A conspiracy theorist might suggest that the story was planted in the first instance to gain maximum publicity for Dream Team. After all, both the News of the World and the Times share a common owner with Sky. But that suggests more sophisticated minds at work than were actually involved here. What the story does expose is the peculiar relationship between football and the newspapers in this country, a relationship founded on a tolerance of rumours, assumptions and preposterous inventions of a kind which would be considered inexcusable anywhere else. No other business would dare communicate with its customers in the slap-dash, confused and plain misleading way football does.

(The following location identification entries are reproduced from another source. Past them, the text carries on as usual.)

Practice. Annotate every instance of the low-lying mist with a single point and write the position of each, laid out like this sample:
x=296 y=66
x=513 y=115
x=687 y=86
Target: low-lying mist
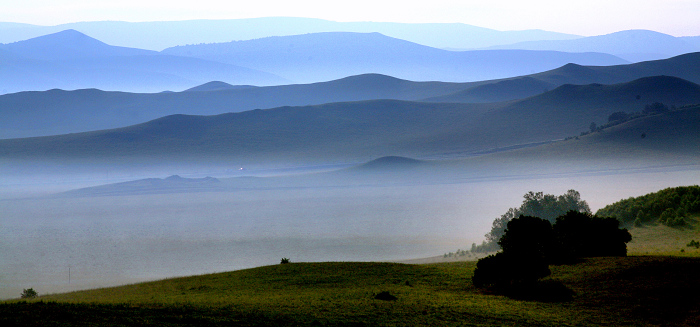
x=70 y=242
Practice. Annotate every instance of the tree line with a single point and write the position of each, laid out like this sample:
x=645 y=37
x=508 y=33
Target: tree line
x=675 y=207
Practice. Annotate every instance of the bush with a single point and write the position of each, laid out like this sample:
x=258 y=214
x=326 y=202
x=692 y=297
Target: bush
x=503 y=272
x=385 y=296
x=29 y=293
x=581 y=235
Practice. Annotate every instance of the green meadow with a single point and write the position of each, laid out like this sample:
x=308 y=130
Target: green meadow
x=638 y=290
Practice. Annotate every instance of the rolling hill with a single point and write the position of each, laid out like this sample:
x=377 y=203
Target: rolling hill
x=28 y=114
x=683 y=66
x=53 y=112
x=164 y=34
x=318 y=57
x=632 y=45
x=353 y=131
x=72 y=60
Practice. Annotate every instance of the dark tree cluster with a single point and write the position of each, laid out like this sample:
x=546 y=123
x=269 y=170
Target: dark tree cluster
x=530 y=244
x=672 y=207
x=546 y=206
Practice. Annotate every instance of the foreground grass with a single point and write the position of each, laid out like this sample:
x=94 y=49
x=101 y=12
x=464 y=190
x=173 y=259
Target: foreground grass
x=633 y=291
x=664 y=240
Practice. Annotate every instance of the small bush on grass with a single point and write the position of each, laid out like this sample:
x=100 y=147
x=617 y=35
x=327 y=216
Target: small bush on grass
x=29 y=293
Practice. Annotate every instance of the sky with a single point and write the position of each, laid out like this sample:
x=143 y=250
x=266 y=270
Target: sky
x=581 y=17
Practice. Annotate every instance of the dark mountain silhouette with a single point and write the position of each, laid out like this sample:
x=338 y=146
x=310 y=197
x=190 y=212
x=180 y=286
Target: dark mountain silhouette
x=53 y=112
x=669 y=143
x=683 y=66
x=632 y=45
x=346 y=132
x=391 y=163
x=570 y=109
x=72 y=60
x=57 y=112
x=502 y=90
x=325 y=56
x=161 y=35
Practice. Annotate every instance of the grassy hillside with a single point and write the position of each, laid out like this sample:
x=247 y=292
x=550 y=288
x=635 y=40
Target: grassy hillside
x=679 y=206
x=632 y=291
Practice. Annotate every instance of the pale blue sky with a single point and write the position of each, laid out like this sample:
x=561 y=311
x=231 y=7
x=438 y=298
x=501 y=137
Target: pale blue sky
x=583 y=17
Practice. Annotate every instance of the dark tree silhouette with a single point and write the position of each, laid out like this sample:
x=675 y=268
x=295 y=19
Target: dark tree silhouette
x=528 y=236
x=504 y=271
x=580 y=235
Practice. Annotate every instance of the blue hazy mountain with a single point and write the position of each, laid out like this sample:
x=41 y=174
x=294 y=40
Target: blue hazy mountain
x=161 y=35
x=53 y=112
x=318 y=57
x=353 y=131
x=632 y=45
x=72 y=60
x=683 y=66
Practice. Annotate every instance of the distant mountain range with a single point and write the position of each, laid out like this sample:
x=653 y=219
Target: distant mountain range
x=27 y=114
x=317 y=57
x=72 y=60
x=662 y=142
x=352 y=131
x=631 y=45
x=161 y=35
x=683 y=66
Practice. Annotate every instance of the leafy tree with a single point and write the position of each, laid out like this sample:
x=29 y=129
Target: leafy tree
x=545 y=206
x=29 y=293
x=581 y=235
x=504 y=271
x=670 y=206
x=528 y=236
x=530 y=244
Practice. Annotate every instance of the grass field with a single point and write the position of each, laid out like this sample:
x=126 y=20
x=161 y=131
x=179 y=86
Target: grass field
x=633 y=291
x=656 y=285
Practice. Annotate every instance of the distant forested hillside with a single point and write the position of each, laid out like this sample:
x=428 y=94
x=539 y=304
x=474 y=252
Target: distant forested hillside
x=672 y=206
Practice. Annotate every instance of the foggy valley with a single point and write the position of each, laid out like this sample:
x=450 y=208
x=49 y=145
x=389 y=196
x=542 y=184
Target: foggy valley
x=134 y=152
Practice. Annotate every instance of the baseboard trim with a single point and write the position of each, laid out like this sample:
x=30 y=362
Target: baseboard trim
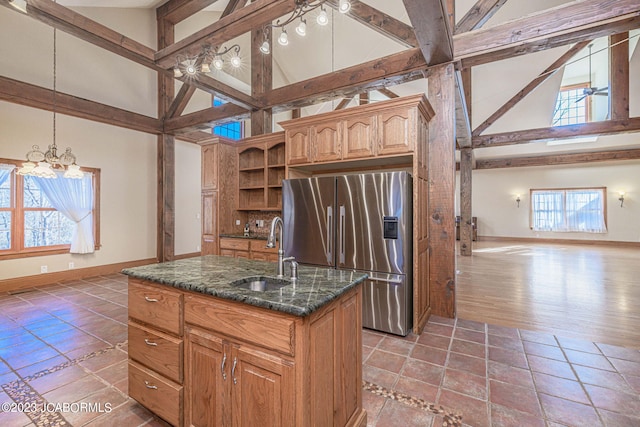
x=17 y=283
x=559 y=241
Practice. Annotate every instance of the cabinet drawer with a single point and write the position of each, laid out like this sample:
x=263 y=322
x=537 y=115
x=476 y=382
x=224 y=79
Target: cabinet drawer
x=160 y=395
x=155 y=350
x=154 y=306
x=265 y=329
x=237 y=244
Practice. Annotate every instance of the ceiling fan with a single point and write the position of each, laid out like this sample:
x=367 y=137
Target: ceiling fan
x=591 y=90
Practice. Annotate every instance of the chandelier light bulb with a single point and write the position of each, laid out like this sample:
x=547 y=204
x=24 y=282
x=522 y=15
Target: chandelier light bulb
x=284 y=38
x=236 y=62
x=265 y=48
x=322 y=18
x=344 y=6
x=217 y=63
x=301 y=29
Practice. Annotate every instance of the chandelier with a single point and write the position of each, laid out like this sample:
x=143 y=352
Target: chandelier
x=205 y=61
x=43 y=164
x=302 y=8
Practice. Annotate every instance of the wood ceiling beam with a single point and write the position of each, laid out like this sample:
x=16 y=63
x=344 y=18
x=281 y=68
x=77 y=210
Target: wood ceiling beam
x=558 y=26
x=559 y=159
x=479 y=13
x=379 y=21
x=68 y=21
x=393 y=69
x=558 y=132
x=242 y=21
x=530 y=87
x=175 y=11
x=38 y=97
x=431 y=26
x=205 y=119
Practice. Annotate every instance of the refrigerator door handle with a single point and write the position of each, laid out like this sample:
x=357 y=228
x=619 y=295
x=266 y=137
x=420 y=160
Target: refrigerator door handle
x=342 y=234
x=330 y=235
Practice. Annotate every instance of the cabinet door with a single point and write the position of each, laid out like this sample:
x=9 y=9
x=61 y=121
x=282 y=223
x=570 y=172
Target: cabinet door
x=397 y=133
x=206 y=379
x=327 y=142
x=297 y=147
x=209 y=223
x=263 y=393
x=359 y=139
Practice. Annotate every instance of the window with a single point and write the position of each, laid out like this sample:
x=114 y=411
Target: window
x=565 y=210
x=231 y=130
x=572 y=106
x=46 y=216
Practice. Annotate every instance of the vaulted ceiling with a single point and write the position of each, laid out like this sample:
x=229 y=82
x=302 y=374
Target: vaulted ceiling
x=502 y=49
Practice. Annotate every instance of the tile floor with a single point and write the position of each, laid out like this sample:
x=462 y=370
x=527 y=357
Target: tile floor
x=67 y=344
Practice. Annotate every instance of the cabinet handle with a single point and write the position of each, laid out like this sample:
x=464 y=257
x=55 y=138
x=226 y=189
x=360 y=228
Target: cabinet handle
x=233 y=370
x=224 y=361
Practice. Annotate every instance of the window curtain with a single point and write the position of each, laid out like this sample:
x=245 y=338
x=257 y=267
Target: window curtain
x=74 y=199
x=5 y=172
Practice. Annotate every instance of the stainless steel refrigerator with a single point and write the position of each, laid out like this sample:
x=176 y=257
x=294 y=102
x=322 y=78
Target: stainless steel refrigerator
x=360 y=222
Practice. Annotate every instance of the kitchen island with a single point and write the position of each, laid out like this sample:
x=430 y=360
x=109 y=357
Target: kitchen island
x=204 y=351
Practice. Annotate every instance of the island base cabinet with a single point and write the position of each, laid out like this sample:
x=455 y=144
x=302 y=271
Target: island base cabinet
x=229 y=384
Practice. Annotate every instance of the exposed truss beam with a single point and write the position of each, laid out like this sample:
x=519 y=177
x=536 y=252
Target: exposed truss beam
x=557 y=132
x=175 y=11
x=558 y=26
x=548 y=72
x=204 y=119
x=431 y=25
x=42 y=98
x=242 y=21
x=73 y=23
x=381 y=22
x=559 y=159
x=398 y=68
x=479 y=13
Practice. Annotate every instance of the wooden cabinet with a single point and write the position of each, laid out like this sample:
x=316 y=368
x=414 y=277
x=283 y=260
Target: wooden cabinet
x=232 y=384
x=261 y=162
x=156 y=349
x=218 y=192
x=247 y=248
x=382 y=129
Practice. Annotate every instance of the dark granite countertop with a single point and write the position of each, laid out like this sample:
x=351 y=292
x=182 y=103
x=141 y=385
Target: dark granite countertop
x=242 y=236
x=213 y=275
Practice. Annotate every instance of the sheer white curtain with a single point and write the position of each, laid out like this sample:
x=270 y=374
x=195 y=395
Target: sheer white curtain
x=74 y=199
x=5 y=172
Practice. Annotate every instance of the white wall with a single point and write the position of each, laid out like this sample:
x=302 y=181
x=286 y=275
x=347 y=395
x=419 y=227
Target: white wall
x=127 y=159
x=494 y=192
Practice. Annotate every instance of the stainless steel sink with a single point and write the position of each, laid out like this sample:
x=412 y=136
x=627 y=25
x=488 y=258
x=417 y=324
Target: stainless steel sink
x=260 y=283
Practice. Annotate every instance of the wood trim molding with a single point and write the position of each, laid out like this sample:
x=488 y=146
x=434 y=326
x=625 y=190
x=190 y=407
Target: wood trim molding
x=17 y=283
x=560 y=241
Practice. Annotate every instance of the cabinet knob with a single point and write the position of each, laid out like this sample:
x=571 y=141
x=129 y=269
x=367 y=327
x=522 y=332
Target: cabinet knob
x=149 y=385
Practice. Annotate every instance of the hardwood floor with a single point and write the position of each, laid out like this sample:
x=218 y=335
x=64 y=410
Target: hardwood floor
x=588 y=292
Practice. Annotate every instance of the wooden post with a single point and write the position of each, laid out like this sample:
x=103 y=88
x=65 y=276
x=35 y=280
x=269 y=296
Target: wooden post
x=442 y=190
x=261 y=82
x=165 y=240
x=466 y=226
x=619 y=76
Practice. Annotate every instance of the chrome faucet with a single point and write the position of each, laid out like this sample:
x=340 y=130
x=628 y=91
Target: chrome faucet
x=271 y=243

The simple fact is that if Didier Baptiste did exist no one would have batted an eyelid at the story, even if there was not the remotest chance of Liverpool signing him. No one from Anfield would have complained, no one from the Times would have apologised. Every day the newspapers are loaded with tales like this, connecting players with clubs and managers with huge transfer fees. Everyday the Times alone carries half a page called the Premiership Today, a club-by-club round-up of news about hamstrings and groin strains, transfers and personality clashes. In these football mad times, this is supposed by marketing executives to shift units. Half of it may well be complete balderdash. But no one minds because everyone benefits from a news regime in which such information receives such prominence. The paper, through offering a supposedly comprehensive service, gains readers; football managers relish the opportunity of dropping - for their own reasons - titbits to journalists; agents can talk up interest in their clients; and fans, for whom tradeable gossip counts as real currency, love passing on the tales. Meanwhile, few clubs employ authoritative press officers with whom to confirm or deny anything.

The way in which football news has always been leaked makes the Machiavellian orbit of Downing Street official spokesmen look a paragon of transparency. But in these days of blanket coverage it is ever more difficult to separate fact from fiction. Take, for instance, the rumours of major signings which always seem to surface just around the time season tickets go on sale. A back-page piece linking a Premiership club with Ronaldo or Batistuta can shift hundreds of season tickets to ever-optimistic punters. And if the lead comes from a club chairman, who is a mere journalist to doubt its veracity? In such a climate, any old gossip goes. In such a climate, no one knows the real story. In such a climate fiction is as good as fact. The only surprise in the Dream Team case was that it hadn't happened before and a fictional footballer made his way into the real world: Roy Race moving from Melchester Rovers to Arsenal, perhaps, or Billy Dane taking his boots to Chelsea, or even Stan Collymore finally getting a transfer from Aston Villa. On second thoughts, some stories are just too improbable even for the football pages.